Many brewers and beer aficionados already know that one of the first ways that beer degrades as it ages is by the loss of the hop aromas which are often considered to be marquee flavors in many products and styles.  As such, if one wants to know how to extend the shelf life of beer and maintain a fresh-tasting product for as long as possible some investigation into how these aromas are lost is warranted.

This paper explores the various ways that hop oils (a major source of hop aroma) are lost throughout the shelf life of beer and focuses mostly on the loss of the aromas into packaging materials like the rubbery plastic liners under the bottle caps or crowns.  It was published in the Journal of the American Society of Brewing Chemists in 1988 and written by Val Peacock and Max Deinzer – a former AB chemist and hop guru, and an experienced analytical chemist from the Oregon State University chemistry department, respectively.   Both of these men have been extensively involved in beer research for years, and hop research in particular, so they know their hop chemistry; I can’t think of many too many more researchers more capable of attacking this question.  Let’s see what they have to say about this.

First, the researchers present data from some analyses they performed on commercially-available products:  a “super premium American brand” (Beer 1), a “Central European Import” (Beer 2), and an “American product from a mini-brewery” (Beer 3).  Flavors were extracted from these beers via continuous liquid-liquid extraction with dicholormethane and prepared with 2-octanol as an internal chromatographic standard.  In addition to analyzing the beer itself, they removed the foamed-PVC crown liners and extracted them in hexane prior to being made up for gas chromatography/mass spectrometry analysis.  Relative concentrations of analytes were calculated by finding the ratio of the amount found in the beer vs. the crown liner.  Analytical results for roughly 36 flavor-active compounds (15 from hops) are presented, with concentration values for both the beer and the crown liner indicated.   Overall, they found that the more polar, or less oily, the compound, the less it migrated into crown liners.  Therefore, alcohols and the water-soluble esters (like isoamyl alcohol and isoamyl acetate) were not found in liners in any appreciable levels (0% and 2% found in crown liners, respectively), while the non-polar compounds, like the hop terpenes and sesquiterpenes myrcene and humulene as well as the long-chain fatty acid esters, were found only in the crown liners.  Other hop aromas, like terpene alcohols, linalool, and geraniol, were only found in the beer.
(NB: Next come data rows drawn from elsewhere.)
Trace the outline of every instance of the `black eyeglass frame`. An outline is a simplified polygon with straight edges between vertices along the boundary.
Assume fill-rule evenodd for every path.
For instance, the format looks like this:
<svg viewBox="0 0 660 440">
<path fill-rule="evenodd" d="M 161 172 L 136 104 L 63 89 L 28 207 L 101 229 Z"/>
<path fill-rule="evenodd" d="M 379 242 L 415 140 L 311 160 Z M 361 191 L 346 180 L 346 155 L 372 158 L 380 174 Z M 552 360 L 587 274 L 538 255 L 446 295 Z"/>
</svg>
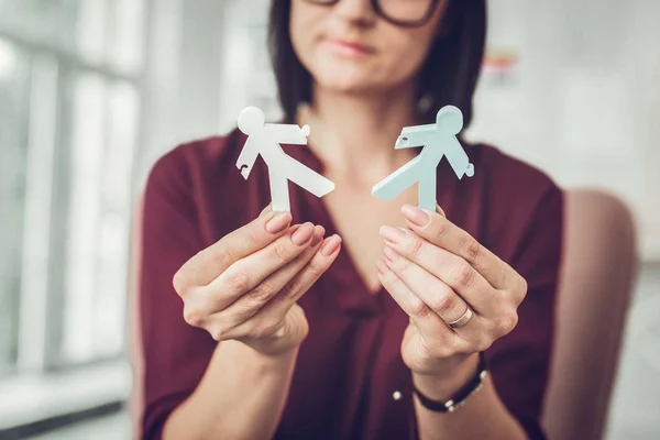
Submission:
<svg viewBox="0 0 660 440">
<path fill-rule="evenodd" d="M 339 0 L 305 0 L 308 3 L 311 4 L 317 4 L 320 7 L 332 7 L 337 3 L 339 3 Z M 420 28 L 424 26 L 425 24 L 427 24 L 429 22 L 429 20 L 431 19 L 431 16 L 433 16 L 433 12 L 436 12 L 436 9 L 438 8 L 438 4 L 440 3 L 441 0 L 430 0 L 429 3 L 429 10 L 426 12 L 426 14 L 419 19 L 419 20 L 414 20 L 414 21 L 407 21 L 407 20 L 396 20 L 393 19 L 392 16 L 388 16 L 385 11 L 383 11 L 383 9 L 381 8 L 381 2 L 380 0 L 371 0 L 371 6 L 372 9 L 374 10 L 374 12 L 382 18 L 383 20 L 385 20 L 388 23 L 392 23 L 396 26 L 400 26 L 400 28 Z"/>
</svg>

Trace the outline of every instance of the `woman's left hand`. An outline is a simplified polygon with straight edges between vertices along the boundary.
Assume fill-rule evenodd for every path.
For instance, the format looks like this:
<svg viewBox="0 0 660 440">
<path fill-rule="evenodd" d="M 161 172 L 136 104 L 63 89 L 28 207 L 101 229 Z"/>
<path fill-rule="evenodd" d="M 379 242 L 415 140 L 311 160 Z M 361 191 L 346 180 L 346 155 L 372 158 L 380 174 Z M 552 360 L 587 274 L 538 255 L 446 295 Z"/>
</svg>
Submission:
<svg viewBox="0 0 660 440">
<path fill-rule="evenodd" d="M 472 365 L 476 353 L 509 333 L 527 283 L 508 264 L 437 212 L 404 206 L 410 230 L 382 227 L 383 286 L 410 317 L 402 343 L 406 365 L 442 380 Z M 470 316 L 462 326 L 454 322 Z"/>
</svg>

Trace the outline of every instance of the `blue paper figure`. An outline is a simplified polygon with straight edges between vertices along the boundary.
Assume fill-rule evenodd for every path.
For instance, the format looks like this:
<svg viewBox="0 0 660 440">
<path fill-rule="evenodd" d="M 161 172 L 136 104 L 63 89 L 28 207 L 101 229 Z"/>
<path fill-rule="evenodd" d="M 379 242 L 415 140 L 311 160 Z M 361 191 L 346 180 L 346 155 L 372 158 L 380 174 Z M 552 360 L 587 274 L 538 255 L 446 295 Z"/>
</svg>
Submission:
<svg viewBox="0 0 660 440">
<path fill-rule="evenodd" d="M 436 168 L 442 156 L 447 157 L 457 176 L 474 176 L 474 166 L 457 139 L 463 130 L 463 113 L 457 107 L 446 106 L 438 111 L 435 124 L 405 127 L 396 140 L 395 148 L 422 146 L 421 153 L 402 166 L 372 189 L 372 195 L 391 200 L 418 183 L 418 206 L 436 210 Z"/>
</svg>

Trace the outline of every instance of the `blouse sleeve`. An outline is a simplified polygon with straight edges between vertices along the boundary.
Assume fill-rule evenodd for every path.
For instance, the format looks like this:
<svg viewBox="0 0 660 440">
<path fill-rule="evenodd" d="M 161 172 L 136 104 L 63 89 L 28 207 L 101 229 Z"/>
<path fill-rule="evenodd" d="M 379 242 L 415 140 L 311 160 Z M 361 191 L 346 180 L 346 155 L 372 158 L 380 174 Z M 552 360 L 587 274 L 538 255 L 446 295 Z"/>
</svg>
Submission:
<svg viewBox="0 0 660 440">
<path fill-rule="evenodd" d="M 540 427 L 554 331 L 556 292 L 561 257 L 563 196 L 554 185 L 534 209 L 508 263 L 527 280 L 518 324 L 486 352 L 497 393 L 530 439 Z"/>
<path fill-rule="evenodd" d="M 140 322 L 144 354 L 142 438 L 160 439 L 173 409 L 195 389 L 215 341 L 183 318 L 172 279 L 202 248 L 191 167 L 182 148 L 153 167 L 144 193 Z"/>
</svg>

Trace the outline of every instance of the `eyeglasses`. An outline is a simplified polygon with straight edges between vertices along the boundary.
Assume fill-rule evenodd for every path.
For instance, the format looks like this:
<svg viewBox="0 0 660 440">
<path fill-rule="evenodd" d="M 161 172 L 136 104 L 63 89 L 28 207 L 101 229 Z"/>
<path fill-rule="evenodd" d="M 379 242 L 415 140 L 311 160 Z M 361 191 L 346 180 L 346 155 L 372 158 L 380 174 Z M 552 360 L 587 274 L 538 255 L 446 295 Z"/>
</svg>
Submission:
<svg viewBox="0 0 660 440">
<path fill-rule="evenodd" d="M 306 0 L 308 3 L 331 7 L 339 0 Z M 422 26 L 431 19 L 440 0 L 371 0 L 378 16 L 403 28 Z"/>
</svg>

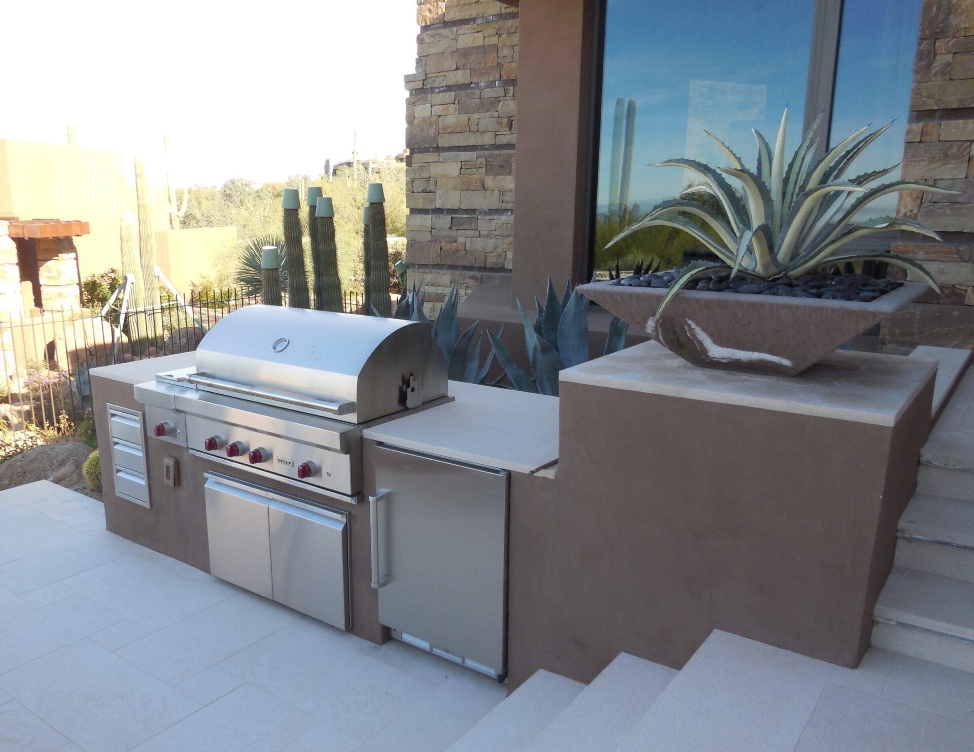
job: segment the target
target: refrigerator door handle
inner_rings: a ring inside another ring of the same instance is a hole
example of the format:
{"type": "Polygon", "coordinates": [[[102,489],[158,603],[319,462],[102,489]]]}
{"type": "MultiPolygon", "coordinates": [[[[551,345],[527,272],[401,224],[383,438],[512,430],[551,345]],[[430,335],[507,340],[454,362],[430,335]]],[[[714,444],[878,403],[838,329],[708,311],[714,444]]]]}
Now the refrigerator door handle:
{"type": "Polygon", "coordinates": [[[382,574],[382,562],[379,557],[379,502],[392,496],[388,488],[376,491],[368,498],[369,533],[372,538],[372,586],[376,589],[389,583],[390,578],[382,574]]]}

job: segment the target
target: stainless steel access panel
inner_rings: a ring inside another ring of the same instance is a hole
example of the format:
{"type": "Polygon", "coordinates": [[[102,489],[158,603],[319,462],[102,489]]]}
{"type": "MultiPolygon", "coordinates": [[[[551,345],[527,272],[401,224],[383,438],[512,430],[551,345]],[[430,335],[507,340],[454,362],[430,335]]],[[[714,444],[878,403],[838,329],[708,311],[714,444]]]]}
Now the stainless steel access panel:
{"type": "Polygon", "coordinates": [[[379,620],[414,644],[503,676],[509,473],[383,444],[373,457],[379,620]]]}
{"type": "Polygon", "coordinates": [[[347,629],[348,515],[217,472],[206,477],[210,573],[347,629]]]}

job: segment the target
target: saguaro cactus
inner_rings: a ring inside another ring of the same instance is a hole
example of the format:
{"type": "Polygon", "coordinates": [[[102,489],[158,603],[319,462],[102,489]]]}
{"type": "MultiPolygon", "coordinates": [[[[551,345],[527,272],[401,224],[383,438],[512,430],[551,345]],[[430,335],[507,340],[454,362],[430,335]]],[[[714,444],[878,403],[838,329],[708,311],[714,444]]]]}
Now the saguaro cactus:
{"type": "Polygon", "coordinates": [[[625,138],[622,144],[622,173],[618,185],[618,213],[629,206],[629,182],[632,179],[632,149],[636,137],[636,100],[629,99],[625,107],[625,138]]]}
{"type": "Polygon", "coordinates": [[[618,207],[618,174],[622,167],[622,129],[625,123],[625,98],[616,100],[616,114],[612,125],[612,156],[609,161],[609,211],[618,207]]]}
{"type": "Polygon", "coordinates": [[[163,136],[163,147],[166,149],[166,190],[169,195],[169,229],[178,230],[179,229],[179,217],[186,216],[186,203],[189,201],[189,188],[183,188],[183,204],[182,207],[176,201],[176,189],[172,185],[172,180],[169,177],[169,137],[168,135],[163,136]]]}
{"type": "Polygon", "coordinates": [[[319,253],[312,250],[315,276],[315,308],[342,311],[342,281],[338,277],[338,245],[335,244],[335,208],[331,199],[321,197],[315,207],[319,253]]]}
{"type": "Polygon", "coordinates": [[[386,194],[382,183],[368,186],[368,238],[369,247],[365,266],[365,297],[369,312],[391,317],[393,303],[389,297],[389,244],[386,240],[386,194]]]}
{"type": "MultiPolygon", "coordinates": [[[[149,206],[149,191],[145,183],[145,168],[142,160],[135,158],[135,202],[138,210],[138,254],[142,261],[142,299],[136,298],[136,305],[155,307],[159,305],[159,280],[156,279],[156,234],[152,229],[152,208],[149,206]]],[[[158,311],[146,316],[147,333],[155,339],[163,332],[163,317],[158,311]]]]}
{"type": "Polygon", "coordinates": [[[260,249],[260,300],[268,306],[280,306],[281,254],[276,245],[260,249]]]}
{"type": "Polygon", "coordinates": [[[145,290],[142,287],[142,270],[138,260],[138,243],[135,240],[135,217],[131,211],[122,212],[119,244],[122,246],[122,277],[131,274],[133,280],[129,290],[130,299],[138,301],[136,305],[140,305],[145,299],[145,290]]]}
{"type": "Polygon", "coordinates": [[[369,273],[372,270],[372,244],[368,237],[368,204],[362,208],[362,268],[365,273],[364,292],[362,293],[362,310],[366,316],[372,316],[372,287],[369,285],[369,273]]]}
{"type": "Polygon", "coordinates": [[[287,305],[291,308],[310,308],[308,300],[308,273],[304,265],[304,244],[302,244],[301,197],[297,188],[284,188],[281,202],[284,210],[284,247],[287,253],[287,305]]]}
{"type": "MultiPolygon", "coordinates": [[[[318,207],[318,200],[321,197],[321,189],[317,185],[312,185],[308,187],[308,191],[305,194],[308,201],[308,238],[311,241],[311,268],[312,275],[315,274],[315,270],[318,266],[318,257],[321,254],[321,244],[318,237],[318,222],[315,221],[315,210],[318,207]]],[[[311,303],[311,307],[316,310],[321,310],[319,308],[319,303],[318,301],[318,290],[312,285],[312,292],[315,293],[315,299],[311,303]]]]}

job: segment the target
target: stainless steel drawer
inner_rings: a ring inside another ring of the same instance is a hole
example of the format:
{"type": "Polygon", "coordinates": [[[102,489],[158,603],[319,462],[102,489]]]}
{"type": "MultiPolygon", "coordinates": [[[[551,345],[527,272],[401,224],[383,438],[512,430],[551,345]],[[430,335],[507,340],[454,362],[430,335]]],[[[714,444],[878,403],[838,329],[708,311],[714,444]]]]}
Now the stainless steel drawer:
{"type": "Polygon", "coordinates": [[[274,600],[347,629],[347,516],[280,501],[268,510],[274,600]]]}
{"type": "Polygon", "coordinates": [[[142,507],[149,506],[149,486],[142,473],[116,468],[115,493],[142,507]]]}
{"type": "Polygon", "coordinates": [[[112,441],[112,462],[120,468],[145,475],[145,454],[142,447],[125,441],[112,441]]]}
{"type": "Polygon", "coordinates": [[[108,414],[112,438],[121,438],[123,441],[142,445],[142,422],[137,416],[122,413],[111,405],[108,414]]]}
{"type": "Polygon", "coordinates": [[[210,574],[272,598],[270,500],[209,473],[204,495],[210,574]]]}

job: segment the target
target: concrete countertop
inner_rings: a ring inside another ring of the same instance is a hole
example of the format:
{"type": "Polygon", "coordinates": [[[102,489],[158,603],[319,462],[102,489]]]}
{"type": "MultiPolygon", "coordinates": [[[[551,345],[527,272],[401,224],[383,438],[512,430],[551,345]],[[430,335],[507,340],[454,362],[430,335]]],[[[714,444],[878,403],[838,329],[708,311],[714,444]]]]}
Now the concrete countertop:
{"type": "Polygon", "coordinates": [[[162,357],[146,357],[143,360],[132,360],[116,365],[102,365],[93,368],[92,376],[101,379],[111,379],[127,384],[142,384],[153,381],[157,373],[174,371],[179,368],[192,368],[196,365],[196,353],[179,353],[162,357]]]}
{"type": "Polygon", "coordinates": [[[558,460],[558,398],[450,382],[455,400],[362,432],[451,460],[534,473],[558,460]]]}
{"type": "Polygon", "coordinates": [[[916,357],[839,350],[798,376],[762,376],[699,368],[647,342],[568,368],[560,380],[892,426],[936,368],[916,357]]]}

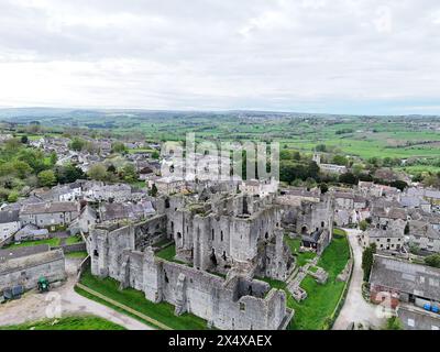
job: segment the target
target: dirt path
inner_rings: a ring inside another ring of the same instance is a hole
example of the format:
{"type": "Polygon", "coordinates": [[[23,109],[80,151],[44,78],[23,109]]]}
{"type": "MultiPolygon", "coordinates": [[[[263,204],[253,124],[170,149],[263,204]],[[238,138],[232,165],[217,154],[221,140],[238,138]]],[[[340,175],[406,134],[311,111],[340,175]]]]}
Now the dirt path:
{"type": "Polygon", "coordinates": [[[383,322],[376,315],[376,306],[365,301],[362,297],[362,246],[359,243],[356,235],[360,230],[345,230],[349,235],[350,245],[353,249],[354,267],[350,283],[350,288],[346,295],[345,304],[333,326],[333,330],[345,330],[351,322],[363,326],[380,327],[383,322]]]}
{"type": "Polygon", "coordinates": [[[46,294],[40,294],[36,290],[29,292],[19,300],[0,306],[0,326],[53,318],[54,314],[62,312],[66,316],[95,315],[129,330],[153,330],[136,319],[78,295],[74,290],[78,264],[78,260],[66,258],[68,279],[63,286],[46,294]]]}

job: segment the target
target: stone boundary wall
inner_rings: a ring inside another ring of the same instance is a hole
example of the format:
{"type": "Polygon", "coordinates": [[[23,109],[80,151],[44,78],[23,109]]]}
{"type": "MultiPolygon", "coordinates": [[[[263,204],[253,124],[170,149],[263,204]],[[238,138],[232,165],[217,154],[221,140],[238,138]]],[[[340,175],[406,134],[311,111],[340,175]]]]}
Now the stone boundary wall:
{"type": "Polygon", "coordinates": [[[87,245],[85,242],[80,242],[80,243],[65,244],[65,245],[52,248],[52,250],[59,250],[59,249],[63,250],[64,254],[73,253],[73,252],[86,252],[87,245]]]}

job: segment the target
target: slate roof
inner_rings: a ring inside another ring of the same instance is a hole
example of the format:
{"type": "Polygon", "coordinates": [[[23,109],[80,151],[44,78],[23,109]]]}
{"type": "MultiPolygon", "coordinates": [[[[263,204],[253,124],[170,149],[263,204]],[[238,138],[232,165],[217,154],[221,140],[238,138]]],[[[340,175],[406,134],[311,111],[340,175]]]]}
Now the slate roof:
{"type": "Polygon", "coordinates": [[[75,202],[70,201],[54,201],[54,202],[38,202],[33,205],[24,205],[21,213],[54,213],[54,212],[74,212],[78,211],[75,202]]]}
{"type": "Polygon", "coordinates": [[[370,283],[440,301],[440,268],[375,255],[370,283]]]}
{"type": "Polygon", "coordinates": [[[9,223],[19,221],[20,210],[0,211],[0,223],[9,223]]]}

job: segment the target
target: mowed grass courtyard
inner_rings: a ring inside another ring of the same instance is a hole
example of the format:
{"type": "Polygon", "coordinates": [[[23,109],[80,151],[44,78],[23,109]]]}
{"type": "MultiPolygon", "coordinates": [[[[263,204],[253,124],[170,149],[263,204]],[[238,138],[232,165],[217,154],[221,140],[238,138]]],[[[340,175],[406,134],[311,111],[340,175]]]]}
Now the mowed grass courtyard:
{"type": "Polygon", "coordinates": [[[127,330],[109,320],[95,316],[74,316],[44,319],[16,326],[0,327],[0,330],[127,330]]]}
{"type": "MultiPolygon", "coordinates": [[[[312,253],[298,253],[299,240],[286,237],[286,242],[294,254],[297,255],[297,265],[302,266],[307,260],[314,258],[312,253]]],[[[326,330],[330,328],[332,315],[343,293],[345,283],[338,282],[338,275],[343,271],[350,258],[350,248],[345,232],[334,230],[331,244],[322,253],[318,266],[329,273],[326,285],[318,284],[311,276],[307,276],[301,287],[307,292],[307,299],[297,302],[286,289],[286,283],[266,279],[273,288],[284,289],[287,295],[287,306],[295,309],[294,319],[290,322],[292,330],[326,330]]]]}
{"type": "Polygon", "coordinates": [[[312,277],[307,276],[301,283],[301,287],[307,292],[307,299],[297,302],[292,295],[287,299],[288,307],[295,309],[290,329],[329,329],[333,311],[345,286],[345,283],[338,282],[337,277],[345,267],[349,258],[350,248],[346,234],[341,230],[336,230],[332,243],[318,262],[318,266],[329,273],[327,284],[320,285],[312,277]]]}
{"type": "MultiPolygon", "coordinates": [[[[207,321],[190,314],[184,314],[179,317],[174,315],[174,306],[167,302],[154,304],[145,298],[144,293],[133,288],[119,289],[120,284],[112,278],[99,278],[91,275],[90,271],[82,274],[80,284],[94,289],[95,292],[105,295],[122,305],[125,305],[150,318],[164,323],[165,326],[175,330],[205,330],[208,329],[207,321]]],[[[95,297],[85,290],[76,287],[75,290],[92,300],[109,306],[114,310],[129,315],[142,322],[152,326],[150,322],[143,321],[140,317],[131,315],[121,308],[112,306],[111,304],[95,297]]],[[[156,328],[153,326],[153,328],[156,328]]]]}

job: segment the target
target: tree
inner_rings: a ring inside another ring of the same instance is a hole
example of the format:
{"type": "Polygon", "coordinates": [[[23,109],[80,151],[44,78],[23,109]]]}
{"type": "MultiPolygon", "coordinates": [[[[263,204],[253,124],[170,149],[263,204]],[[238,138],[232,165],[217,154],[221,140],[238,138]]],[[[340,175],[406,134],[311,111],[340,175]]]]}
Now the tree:
{"type": "Polygon", "coordinates": [[[440,254],[432,254],[425,258],[425,264],[440,268],[440,254]]]}
{"type": "Polygon", "coordinates": [[[362,270],[364,271],[364,282],[370,279],[371,270],[373,266],[374,254],[376,253],[376,244],[367,246],[362,253],[362,270]]]}
{"type": "Polygon", "coordinates": [[[41,172],[38,175],[38,184],[42,187],[52,187],[56,184],[56,176],[52,169],[41,172]]]}
{"type": "Polygon", "coordinates": [[[318,144],[315,148],[316,152],[321,152],[324,153],[327,152],[327,145],[326,144],[318,144]]]}
{"type": "Polygon", "coordinates": [[[80,152],[85,145],[86,141],[78,139],[77,136],[74,138],[70,142],[70,148],[76,152],[80,152]]]}
{"type": "Polygon", "coordinates": [[[416,243],[410,243],[409,244],[409,253],[419,255],[420,254],[420,248],[416,243]]]}
{"type": "Polygon", "coordinates": [[[13,162],[12,167],[14,170],[14,175],[16,175],[21,179],[24,179],[32,174],[32,167],[29,166],[28,163],[22,161],[13,162]]]}
{"type": "Polygon", "coordinates": [[[156,185],[153,184],[151,190],[150,190],[150,196],[151,197],[156,197],[157,196],[157,187],[156,185]]]}
{"type": "Polygon", "coordinates": [[[402,321],[397,317],[388,318],[382,330],[404,330],[402,321]]]}
{"type": "Polygon", "coordinates": [[[395,180],[395,182],[392,182],[389,184],[389,186],[392,186],[394,188],[397,188],[397,189],[400,189],[402,191],[404,191],[405,188],[408,187],[408,184],[406,182],[404,182],[404,180],[395,180]]]}
{"type": "Polygon", "coordinates": [[[9,202],[15,202],[19,200],[19,193],[16,190],[12,190],[8,196],[9,202]]]}
{"type": "Polygon", "coordinates": [[[122,167],[120,176],[123,180],[125,180],[128,183],[133,183],[138,179],[136,168],[134,167],[133,164],[127,163],[122,167]]]}
{"type": "Polygon", "coordinates": [[[84,172],[72,164],[55,167],[55,176],[59,184],[70,184],[84,177],[84,172]]]}
{"type": "Polygon", "coordinates": [[[114,167],[113,164],[110,164],[109,167],[107,167],[107,172],[110,174],[116,174],[117,173],[117,168],[114,167]]]}
{"type": "Polygon", "coordinates": [[[95,180],[105,180],[107,178],[107,168],[103,164],[97,163],[89,168],[87,175],[95,180]]]}
{"type": "Polygon", "coordinates": [[[346,185],[358,185],[359,178],[352,173],[346,173],[339,176],[339,182],[346,185]]]}
{"type": "Polygon", "coordinates": [[[52,152],[52,153],[51,153],[50,160],[51,160],[51,165],[52,165],[52,166],[56,164],[56,162],[58,161],[58,156],[56,155],[55,152],[52,152]]]}
{"type": "Polygon", "coordinates": [[[362,231],[366,231],[366,229],[369,228],[369,222],[366,222],[365,220],[362,220],[362,221],[359,223],[359,228],[360,228],[362,231]]]}
{"type": "Polygon", "coordinates": [[[343,155],[334,155],[332,163],[336,165],[346,166],[349,165],[349,160],[343,155]]]}
{"type": "Polygon", "coordinates": [[[47,168],[44,163],[44,154],[42,151],[38,150],[22,148],[20,150],[16,158],[19,161],[25,162],[29,166],[31,166],[35,174],[38,174],[47,168]]]}

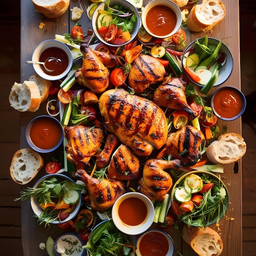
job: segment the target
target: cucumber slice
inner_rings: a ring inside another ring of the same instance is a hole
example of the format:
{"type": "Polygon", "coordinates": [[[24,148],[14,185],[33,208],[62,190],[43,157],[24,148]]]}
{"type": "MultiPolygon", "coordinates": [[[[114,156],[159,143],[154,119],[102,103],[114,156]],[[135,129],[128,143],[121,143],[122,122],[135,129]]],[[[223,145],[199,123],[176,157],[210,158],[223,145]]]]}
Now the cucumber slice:
{"type": "Polygon", "coordinates": [[[184,186],[177,188],[174,191],[174,197],[180,203],[184,203],[191,199],[191,193],[188,192],[184,186]]]}
{"type": "Polygon", "coordinates": [[[75,204],[79,200],[79,193],[74,189],[67,190],[64,193],[63,200],[66,204],[75,204]]]}
{"type": "Polygon", "coordinates": [[[196,193],[203,187],[203,180],[196,174],[190,174],[184,181],[184,187],[188,193],[196,193]]]}

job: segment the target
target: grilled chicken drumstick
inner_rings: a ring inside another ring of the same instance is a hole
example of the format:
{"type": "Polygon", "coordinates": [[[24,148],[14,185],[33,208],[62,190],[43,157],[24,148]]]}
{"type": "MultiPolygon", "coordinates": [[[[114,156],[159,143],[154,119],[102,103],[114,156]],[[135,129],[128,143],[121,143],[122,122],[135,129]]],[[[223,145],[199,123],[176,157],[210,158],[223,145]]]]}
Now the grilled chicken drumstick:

In order to understand the rate of uptake of some of these compounds into the crown liners the researchers created model systems of non-carbonated 3.5% and 3.0% (v/v) ethanol/water solutions and spiked known amounts of several hop-derived compounds, then re-crowned the bottles and stored them for 18 and 28 days, respectively.   In the 18-day 3.5% ABV model, 79-87% of the hop-derived hydrocarbons (myrcene, caryophyllene, and humulene) were lost to the crown liners.  As was seen in the commercial beer analysis very little, if any, of the water-soluble compounds were detected in the crown liners.  In the 3.0% ABV model system after 28 days of storage, the researchers found that only small amounts of the oxygenated hop compounds (alcohols, epoxides, and diepoxides) were captured by the crown liners.  Some of the results ran counter to what was seen in the previous analysis, and it was speculated that either some of the compounds degraded by oxidation after they were captured by the liners, or that the 3.0% uncarbonated model system was different enough from the other beers analyzed and that this unpredictably affected the results.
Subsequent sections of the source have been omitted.